Рассказы узника Маутхаузена 13 глава




Вся мебель одиночки состояла из параши и трех жестких, набитых морской травой тюфяков. Узник прямо на полу раскладывал впритык, один к одному, три таких тюфяка — и ложе было готово! Никакого постельного белья не полагалось. А тому, кто привык спать на подушке, разрешалось подложить под голову своп собственный кулак.

Оставшись в камере один, я первым делом попытался выглянуть наружу. Но сколько я ни подпрыгивал, дотянуться до решетки не удалось. Подоконник был на­клонным, и пальцы соскальзывали с гладкой, покрытой масляной краской поверхности.

«Все у них продумано... До мелочи!» — со злостью подумал я. И тут же добавил вслух:

— Нет! Не все!

До меня в камере, видимо, содержались двое, и те­перь на полу валялось шесть тюфяков. Я мигом сложил их под окном, прикрыл сверху крышкой от параши и вскарабкался на это сооружение. Теперь решетка была совсем рядом.
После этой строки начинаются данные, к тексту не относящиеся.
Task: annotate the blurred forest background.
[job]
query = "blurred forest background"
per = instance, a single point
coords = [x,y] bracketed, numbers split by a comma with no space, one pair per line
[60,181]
Я подпрыгнул, ухватился за прутья, под­тянулся и увидел часть улицы и противоположный тротуар. Разглядеть, что было рядом, подо мной, не удалось — голова упиралась в потолок.

И все же возможность наблюдать воскресные пара­ды «гитлерюгенда» у меня была. Заслышав треск бара­банов, я подтягивался к окну и смотрел сквозь мутное стекло.

Прямо перед мной маршировало «будущее» третьего рейха. Шествие открывал сводный отряд знаменосцев Следом за ними, сотрясая воздух оглушительным гро­хотом, дефилировала добрая сотня барабанщиков. А затем уже, старательно печатая шаг, отряд за отрядом проходили мальчишки, облаченные в блузы и короткие штанишки цвета гороховой похлебки. Впереди каждого отряда шагал парень постарше и покрупнее, который особенно старательно задирал ноги...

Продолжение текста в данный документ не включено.